Connecting Potential Investors with Local Tech Entrepreneurs

Todays News

Digital technology has often been referred to as “the modern frontier” or “the electronic frontier,” recalling images of homesteads, covered wagons, and fur skin caps. But Tuesday’s Upsurge Florida event—organized by Economic Development Administration, in coordination with the Sarasota Chamber of Commerce and Bridge Angel Investors, and quietly paid for by Goldman Sachs—used a different image: open water. Framed by beautiful Sarasota Bay, the event occurred at the Sarasota Yacht club, and sought to connect potential investors with local tech entrepreneurs. Water spanning towards the horizon, teasing endless possibility, made a compelling image for an event provoking its attendees to imagine a brand new Florida. A Florida where the capital, like the water, is fluid and plentiful.

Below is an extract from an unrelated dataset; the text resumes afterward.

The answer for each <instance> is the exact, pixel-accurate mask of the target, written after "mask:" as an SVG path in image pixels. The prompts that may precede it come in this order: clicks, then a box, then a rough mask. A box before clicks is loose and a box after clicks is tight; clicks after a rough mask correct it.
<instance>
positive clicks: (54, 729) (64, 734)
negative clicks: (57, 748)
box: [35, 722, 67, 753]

The tone of the event was educational—a succinct one hour program (sandwiched between two leisurely paced mixers), aimed at walking its audience through the idea of investing in small scale, early-stage technology companies. Attendees were ‘accredited investors’ meaning that they met certain SEC standards for net worth and minimum income. Speakers like StarterStudio’s Terry Berland, an alumni of McKinsey Consulting, and a veteran of the technology industry, walked these potential investors through Tampa Bay’s financial and academic landscape.

“We see Sarasota-Bradenton as a part of Tampa Bay," said Terry Berland. "Tampa Bay in our minds is Tampa, St. Pete, Lakeland, Sarasota-Bradenton and all the points in between. We got this grant to promote awareness of the tech industry in the entire 1-4 corridor, and Sarasota is one of our main assets in that pursuit.”

Allen Clary, the architect of the event, is the founder of an organization called Tampa Bay Wave, who act as a “venture accelerator” by holding these sorts of events. He says he always wanted to be a rockstar, so the Upsurge events are his big chance to go on tour.